South Canterbury Finance releases prospectus

13:57 pm on 13 April 2010

A fund manager is warning investors to carefully assess South Canterbury Finance's prospectus before parting with any money, despite the assurance of Government backing.

South Canterbury Finance on Monday lodged its prospectus, offering $1.2 billion of Crown-guaranteed debenture stock and $50 million of non-guaranteed unsecured deposits.

In it, the company's auditor, Ernst and Young, is not as optimistic as South Canterbury's directors about the company's future as a going concern.

It says there are uncertainties about the lender's funding needs, capital levels, compliance with regulatory requirements and its trust deed, and it warns any changes to these are not accounted for.

Milford Asset Management executive director Brian Gaynor says the prospectus is long and complex, and investors need to fully understand what they are being asked to invest in.

"South Canterbury Finance plays a very important role in the economy and it has a long history and it has been a very good company.
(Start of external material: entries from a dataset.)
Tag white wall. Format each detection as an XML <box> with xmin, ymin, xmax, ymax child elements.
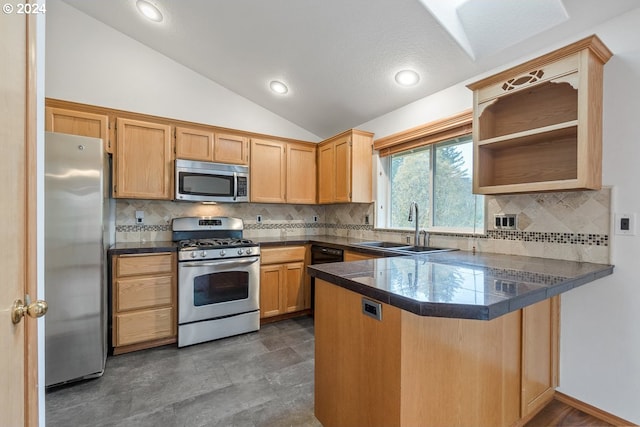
<box><xmin>359</xmin><ymin>8</ymin><xmax>640</xmax><ymax>424</ymax></box>
<box><xmin>45</xmin><ymin>0</ymin><xmax>320</xmax><ymax>142</ymax></box>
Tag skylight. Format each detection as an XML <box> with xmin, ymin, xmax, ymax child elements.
<box><xmin>418</xmin><ymin>0</ymin><xmax>569</xmax><ymax>60</ymax></box>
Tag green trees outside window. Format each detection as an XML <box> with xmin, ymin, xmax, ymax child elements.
<box><xmin>388</xmin><ymin>135</ymin><xmax>484</xmax><ymax>232</ymax></box>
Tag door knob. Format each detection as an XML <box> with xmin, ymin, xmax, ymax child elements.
<box><xmin>12</xmin><ymin>298</ymin><xmax>48</xmax><ymax>324</ymax></box>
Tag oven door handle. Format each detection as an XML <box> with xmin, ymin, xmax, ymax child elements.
<box><xmin>180</xmin><ymin>257</ymin><xmax>260</xmax><ymax>268</ymax></box>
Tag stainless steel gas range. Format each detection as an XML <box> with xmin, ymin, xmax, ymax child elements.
<box><xmin>172</xmin><ymin>216</ymin><xmax>260</xmax><ymax>347</ymax></box>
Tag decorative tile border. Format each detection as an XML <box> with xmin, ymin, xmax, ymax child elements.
<box><xmin>116</xmin><ymin>224</ymin><xmax>171</xmax><ymax>232</ymax></box>
<box><xmin>118</xmin><ymin>222</ymin><xmax>609</xmax><ymax>247</ymax></box>
<box><xmin>485</xmin><ymin>230</ymin><xmax>609</xmax><ymax>246</ymax></box>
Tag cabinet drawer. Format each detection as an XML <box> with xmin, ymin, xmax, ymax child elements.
<box><xmin>116</xmin><ymin>253</ymin><xmax>174</xmax><ymax>277</ymax></box>
<box><xmin>114</xmin><ymin>307</ymin><xmax>175</xmax><ymax>346</ymax></box>
<box><xmin>261</xmin><ymin>246</ymin><xmax>306</xmax><ymax>264</ymax></box>
<box><xmin>477</xmin><ymin>53</ymin><xmax>579</xmax><ymax>103</ymax></box>
<box><xmin>115</xmin><ymin>275</ymin><xmax>173</xmax><ymax>312</ymax></box>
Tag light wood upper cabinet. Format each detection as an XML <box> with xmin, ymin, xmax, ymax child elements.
<box><xmin>175</xmin><ymin>126</ymin><xmax>215</xmax><ymax>161</ymax></box>
<box><xmin>251</xmin><ymin>138</ymin><xmax>317</xmax><ymax>204</ymax></box>
<box><xmin>317</xmin><ymin>129</ymin><xmax>373</xmax><ymax>204</ymax></box>
<box><xmin>467</xmin><ymin>35</ymin><xmax>612</xmax><ymax>194</ymax></box>
<box><xmin>175</xmin><ymin>127</ymin><xmax>249</xmax><ymax>165</ymax></box>
<box><xmin>287</xmin><ymin>142</ymin><xmax>316</xmax><ymax>204</ymax></box>
<box><xmin>115</xmin><ymin>118</ymin><xmax>173</xmax><ymax>199</ymax></box>
<box><xmin>215</xmin><ymin>133</ymin><xmax>249</xmax><ymax>165</ymax></box>
<box><xmin>317</xmin><ymin>142</ymin><xmax>334</xmax><ymax>203</ymax></box>
<box><xmin>250</xmin><ymin>138</ymin><xmax>286</xmax><ymax>203</ymax></box>
<box><xmin>45</xmin><ymin>106</ymin><xmax>112</xmax><ymax>153</ymax></box>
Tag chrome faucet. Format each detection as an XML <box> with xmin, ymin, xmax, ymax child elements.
<box><xmin>408</xmin><ymin>201</ymin><xmax>419</xmax><ymax>246</ymax></box>
<box><xmin>419</xmin><ymin>229</ymin><xmax>430</xmax><ymax>247</ymax></box>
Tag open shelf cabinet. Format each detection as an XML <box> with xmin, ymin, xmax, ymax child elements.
<box><xmin>468</xmin><ymin>35</ymin><xmax>612</xmax><ymax>194</ymax></box>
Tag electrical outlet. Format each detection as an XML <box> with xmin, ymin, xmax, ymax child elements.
<box><xmin>256</xmin><ymin>215</ymin><xmax>262</xmax><ymax>223</ymax></box>
<box><xmin>313</xmin><ymin>215</ymin><xmax>318</xmax><ymax>222</ymax></box>
<box><xmin>494</xmin><ymin>214</ymin><xmax>516</xmax><ymax>230</ymax></box>
<box><xmin>615</xmin><ymin>213</ymin><xmax>635</xmax><ymax>235</ymax></box>
<box><xmin>364</xmin><ymin>214</ymin><xmax>370</xmax><ymax>225</ymax></box>
<box><xmin>135</xmin><ymin>210</ymin><xmax>144</xmax><ymax>224</ymax></box>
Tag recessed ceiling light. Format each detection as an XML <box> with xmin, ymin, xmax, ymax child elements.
<box><xmin>269</xmin><ymin>80</ymin><xmax>289</xmax><ymax>95</ymax></box>
<box><xmin>395</xmin><ymin>69</ymin><xmax>420</xmax><ymax>87</ymax></box>
<box><xmin>136</xmin><ymin>0</ymin><xmax>163</xmax><ymax>22</ymax></box>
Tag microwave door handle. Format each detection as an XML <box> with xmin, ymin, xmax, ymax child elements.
<box><xmin>233</xmin><ymin>172</ymin><xmax>238</xmax><ymax>201</ymax></box>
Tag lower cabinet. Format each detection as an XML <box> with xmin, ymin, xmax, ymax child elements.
<box><xmin>260</xmin><ymin>246</ymin><xmax>307</xmax><ymax>319</ymax></box>
<box><xmin>111</xmin><ymin>252</ymin><xmax>177</xmax><ymax>354</ymax></box>
<box><xmin>343</xmin><ymin>250</ymin><xmax>381</xmax><ymax>261</ymax></box>
<box><xmin>314</xmin><ymin>279</ymin><xmax>559</xmax><ymax>427</ymax></box>
<box><xmin>521</xmin><ymin>296</ymin><xmax>560</xmax><ymax>417</ymax></box>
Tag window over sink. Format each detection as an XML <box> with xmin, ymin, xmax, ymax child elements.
<box><xmin>374</xmin><ymin>111</ymin><xmax>484</xmax><ymax>234</ymax></box>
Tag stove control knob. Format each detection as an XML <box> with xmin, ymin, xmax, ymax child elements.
<box><xmin>237</xmin><ymin>248</ymin><xmax>244</xmax><ymax>255</ymax></box>
<box><xmin>190</xmin><ymin>251</ymin><xmax>197</xmax><ymax>259</ymax></box>
<box><xmin>220</xmin><ymin>250</ymin><xmax>226</xmax><ymax>257</ymax></box>
<box><xmin>200</xmin><ymin>251</ymin><xmax>207</xmax><ymax>258</ymax></box>
<box><xmin>246</xmin><ymin>248</ymin><xmax>253</xmax><ymax>255</ymax></box>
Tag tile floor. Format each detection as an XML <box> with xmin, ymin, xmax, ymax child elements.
<box><xmin>46</xmin><ymin>316</ymin><xmax>321</xmax><ymax>427</ymax></box>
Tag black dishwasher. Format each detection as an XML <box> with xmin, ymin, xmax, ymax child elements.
<box><xmin>310</xmin><ymin>245</ymin><xmax>344</xmax><ymax>313</ymax></box>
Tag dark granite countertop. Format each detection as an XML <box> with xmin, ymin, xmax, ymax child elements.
<box><xmin>109</xmin><ymin>241</ymin><xmax>177</xmax><ymax>255</ymax></box>
<box><xmin>108</xmin><ymin>235</ymin><xmax>613</xmax><ymax>321</ymax></box>
<box><xmin>307</xmin><ymin>250</ymin><xmax>613</xmax><ymax>320</ymax></box>
<box><xmin>255</xmin><ymin>234</ymin><xmax>408</xmax><ymax>257</ymax></box>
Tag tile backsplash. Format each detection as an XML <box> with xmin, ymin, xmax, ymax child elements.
<box><xmin>115</xmin><ymin>187</ymin><xmax>611</xmax><ymax>264</ymax></box>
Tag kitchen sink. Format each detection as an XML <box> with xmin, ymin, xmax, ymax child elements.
<box><xmin>354</xmin><ymin>241</ymin><xmax>455</xmax><ymax>254</ymax></box>
<box><xmin>355</xmin><ymin>241</ymin><xmax>412</xmax><ymax>248</ymax></box>
<box><xmin>391</xmin><ymin>246</ymin><xmax>454</xmax><ymax>254</ymax></box>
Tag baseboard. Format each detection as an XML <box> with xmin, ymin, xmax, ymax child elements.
<box><xmin>260</xmin><ymin>309</ymin><xmax>312</xmax><ymax>325</ymax></box>
<box><xmin>554</xmin><ymin>391</ymin><xmax>637</xmax><ymax>426</ymax></box>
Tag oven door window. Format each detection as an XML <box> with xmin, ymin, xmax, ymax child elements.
<box><xmin>193</xmin><ymin>271</ymin><xmax>249</xmax><ymax>305</ymax></box>
<box><xmin>179</xmin><ymin>172</ymin><xmax>233</xmax><ymax>197</ymax></box>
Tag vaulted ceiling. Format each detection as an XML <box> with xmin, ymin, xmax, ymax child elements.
<box><xmin>61</xmin><ymin>0</ymin><xmax>639</xmax><ymax>138</ymax></box>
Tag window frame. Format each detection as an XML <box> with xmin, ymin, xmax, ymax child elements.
<box><xmin>373</xmin><ymin>110</ymin><xmax>485</xmax><ymax>235</ymax></box>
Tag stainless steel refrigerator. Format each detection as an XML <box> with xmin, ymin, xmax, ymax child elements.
<box><xmin>45</xmin><ymin>131</ymin><xmax>112</xmax><ymax>387</ymax></box>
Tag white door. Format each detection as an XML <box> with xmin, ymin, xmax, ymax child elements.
<box><xmin>0</xmin><ymin>12</ymin><xmax>41</xmax><ymax>426</ymax></box>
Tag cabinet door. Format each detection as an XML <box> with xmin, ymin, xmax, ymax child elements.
<box><xmin>287</xmin><ymin>142</ymin><xmax>316</xmax><ymax>204</ymax></box>
<box><xmin>115</xmin><ymin>307</ymin><xmax>175</xmax><ymax>347</ymax></box>
<box><xmin>521</xmin><ymin>296</ymin><xmax>559</xmax><ymax>417</ymax></box>
<box><xmin>215</xmin><ymin>133</ymin><xmax>249</xmax><ymax>165</ymax></box>
<box><xmin>115</xmin><ymin>118</ymin><xmax>173</xmax><ymax>199</ymax></box>
<box><xmin>260</xmin><ymin>264</ymin><xmax>283</xmax><ymax>318</ymax></box>
<box><xmin>45</xmin><ymin>106</ymin><xmax>112</xmax><ymax>153</ymax></box>
<box><xmin>115</xmin><ymin>275</ymin><xmax>173</xmax><ymax>312</ymax></box>
<box><xmin>175</xmin><ymin>126</ymin><xmax>214</xmax><ymax>161</ymax></box>
<box><xmin>317</xmin><ymin>142</ymin><xmax>334</xmax><ymax>203</ymax></box>
<box><xmin>344</xmin><ymin>250</ymin><xmax>379</xmax><ymax>261</ymax></box>
<box><xmin>334</xmin><ymin>136</ymin><xmax>352</xmax><ymax>202</ymax></box>
<box><xmin>250</xmin><ymin>138</ymin><xmax>286</xmax><ymax>203</ymax></box>
<box><xmin>116</xmin><ymin>253</ymin><xmax>174</xmax><ymax>277</ymax></box>
<box><xmin>284</xmin><ymin>261</ymin><xmax>305</xmax><ymax>313</ymax></box>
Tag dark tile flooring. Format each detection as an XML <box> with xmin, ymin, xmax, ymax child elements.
<box><xmin>46</xmin><ymin>316</ymin><xmax>321</xmax><ymax>427</ymax></box>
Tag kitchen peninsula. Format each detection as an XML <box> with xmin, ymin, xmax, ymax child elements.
<box><xmin>307</xmin><ymin>251</ymin><xmax>613</xmax><ymax>427</ymax></box>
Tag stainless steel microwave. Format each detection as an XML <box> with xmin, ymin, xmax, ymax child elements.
<box><xmin>175</xmin><ymin>159</ymin><xmax>249</xmax><ymax>202</ymax></box>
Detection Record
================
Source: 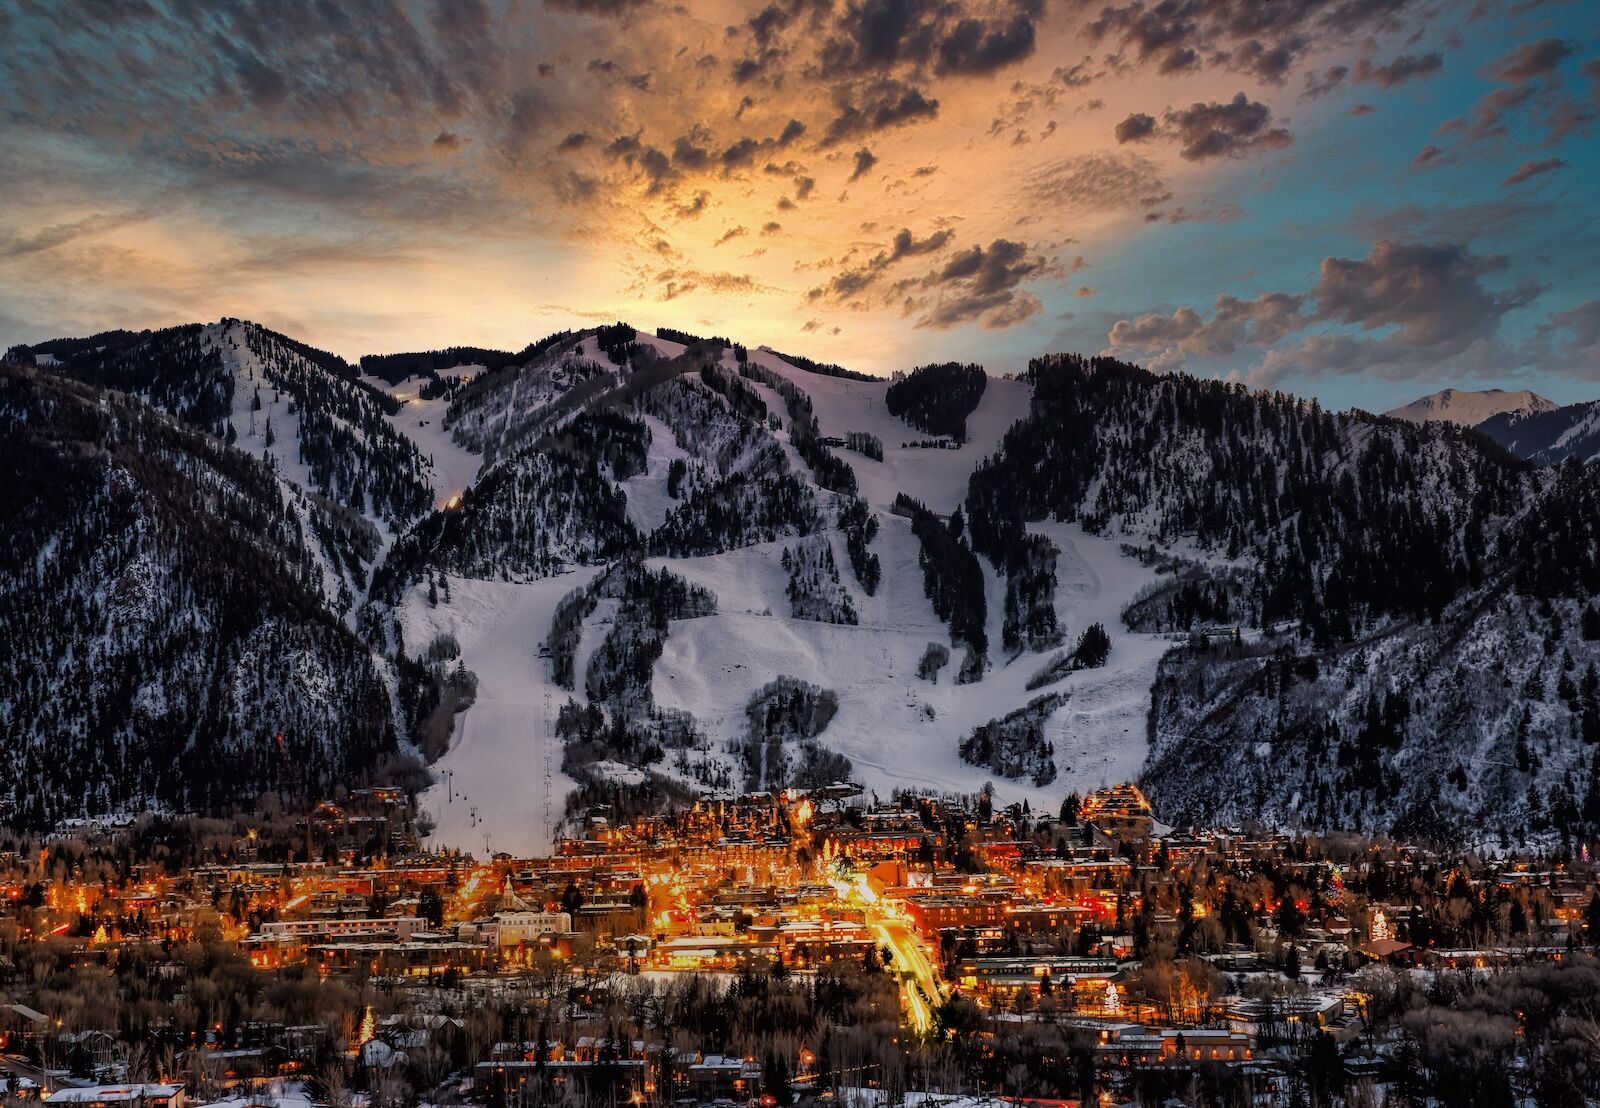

"The only thing I am really saying at the moment is that prospective investors should make sure they fully understand and fully read the prospectus before they invest any new money in the company."

The firm, controlled by Alan Hubbard, will undertake a roadshow to convince investors that it has taken the right steps to secure its future.

Kapiti-based sharebroker Chris Lee says without the Government guarantee the company's future would be "worse than bleak"

"With the guarantee they've now got about 20 months to prove to everybody that their new cleansed company has a business model that will work."

Mr Lee says politicians and businesses need South Canterbury Finance to work, because there are not enough money-lenders in New Zealand.

He says the Ernst and Young audited revisions should have rooted out all rotten and dubious loans.

Third revision of losses

The South Island-based lender on Monday revised its losses for the third time this month, which worsened to $198.66 million for the six months to December due to higher bad debts in the property development market.

South Canterbury Finance had reported a loss of $191.4 million loss on Friday, which superseded the $154.9 million loss it announced earlier this month.

The finance company's accounts show bad debts totalled more than $209 million, as it set aside more money for impaired property loans.

Total equity stood at $207 million, while at least another $22 million will be injected by investor George Kerr's Torchlight Fund.

That money helped South Canterbury Finance comply with a breach of its Trust Deed, for which it received a waiver.